Bukan itu saja. Liem juga dirayu agar
bergabung dengan klub Feyenoord di Negeri Belanda. Biaya kuliah, biaya
hidup, dan sebagainya ditanggung pihak Belanda asalkan bintang muda
Persebaya asal Klub Tionghoa itu mau diboyong ke negara kincir angin.
"Saya bilang tidak. Saya bukan orang Belanda. Saya orang Indonesia,"
kenang ayah tiga anak dan kakek enam cucu ini.
Menjelang Olimpiade 1952, diadakan seleksi pemain untuk membentuk tim
nasional Indonesia. Liem tidak bisa berlatih intensif karena beban
studi di FK Unair sangat tinggi. Namun, pelatih dan pengurus PSSI ingin
agar Liem masuk tim nasional meskipun tidak ikut seleksi dan latihan.
Liem kontan menolak. "Saya bilang, saya nggak ikut latihan kok masuk
tim?" tukasnya.
Tim seleksi tetap meyakinkan bahwa
kemampuan Liem Tiong Hoo masih selevel dengan pemain-pemain nasional
lain meskipun tidak berlatih.
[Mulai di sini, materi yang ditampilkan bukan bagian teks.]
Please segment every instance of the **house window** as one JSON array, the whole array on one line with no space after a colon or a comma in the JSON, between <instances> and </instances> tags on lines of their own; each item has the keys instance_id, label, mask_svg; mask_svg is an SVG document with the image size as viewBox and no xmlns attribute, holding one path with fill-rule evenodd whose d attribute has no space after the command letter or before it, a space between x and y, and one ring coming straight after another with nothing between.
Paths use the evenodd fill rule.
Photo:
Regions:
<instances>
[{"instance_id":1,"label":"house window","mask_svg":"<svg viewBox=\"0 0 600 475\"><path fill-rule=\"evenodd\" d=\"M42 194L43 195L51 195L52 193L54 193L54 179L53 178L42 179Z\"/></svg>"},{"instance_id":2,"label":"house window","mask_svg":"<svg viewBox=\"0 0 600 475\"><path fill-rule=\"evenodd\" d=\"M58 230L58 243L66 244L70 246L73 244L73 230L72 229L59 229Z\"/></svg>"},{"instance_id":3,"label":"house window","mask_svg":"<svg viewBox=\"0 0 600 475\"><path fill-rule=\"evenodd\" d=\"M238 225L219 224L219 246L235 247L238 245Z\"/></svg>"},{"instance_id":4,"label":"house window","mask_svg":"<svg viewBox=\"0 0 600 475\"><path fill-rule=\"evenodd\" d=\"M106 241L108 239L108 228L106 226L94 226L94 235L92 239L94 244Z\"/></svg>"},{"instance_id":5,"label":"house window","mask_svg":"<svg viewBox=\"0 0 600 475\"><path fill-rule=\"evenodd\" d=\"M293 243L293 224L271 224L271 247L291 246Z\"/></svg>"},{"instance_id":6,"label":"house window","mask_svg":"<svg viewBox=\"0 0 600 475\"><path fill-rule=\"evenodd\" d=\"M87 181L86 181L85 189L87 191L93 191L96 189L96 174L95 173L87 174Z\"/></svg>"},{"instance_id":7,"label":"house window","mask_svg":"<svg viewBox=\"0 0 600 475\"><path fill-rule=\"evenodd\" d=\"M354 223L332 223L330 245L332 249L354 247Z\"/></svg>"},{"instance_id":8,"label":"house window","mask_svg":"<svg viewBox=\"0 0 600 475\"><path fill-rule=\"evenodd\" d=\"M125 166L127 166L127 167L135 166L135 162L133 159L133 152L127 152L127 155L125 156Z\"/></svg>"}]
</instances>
Liem rupanya tak bisa dirayu. "Saya harus
konsekuen. Kalau nggak ikut latihan, ya, tidak boleh ikut gabung. Itu
sudah jadi prinsip saya," tegasnya.
Di usia 83 tahun, Liem
Tiong Hoo, yang lebih dikenal sebagai Dokter Hendro Hoediono, masih
tetap praktik sebagai spesialis penyakit kulit dan kelamin. Tubuhnya
masih tegap, ingatan tajam, dan punya selera humor tinggi. Liem masih
ingat persis kejadian-kejadian lucu yang pernah dialaminya di lapangan
hijau 70-an tahun silam.
“Gigi saya ini palsu karena yang
asli sudah patah saat main sepak bola. Main sepak bola, ya, risikonya
begitu. Kalau nggak mau, ya, silakan main pingpong atau badminton,” ujar
Liem Tiong Hoo.
BIODATA
Nama : Liem Tiong Hoo
Nama populer : dr. Hendro Hoediono
Lahir : Surabaya, 23 Oktober 1926
Istri : Listiyani (almarhumah)
Idola : Lee Waitong, Raja Bola Timur Jauh (Tiongkok) era 1930-an.
Pendidikan :
- Algemeene Middelbare School (AMS), Jl Kusuma Bangsa Surabaya
- Fakultas Kedokteran Universitas Airlangga Surabaya
Penghargaan:
- Ketua Umum Persebaya Bambang DH, 18 Juni 2004, sebagai legenda Persebaya.
- Presiden Soeharto sebagai dosen FK Unair yang berdedikasi.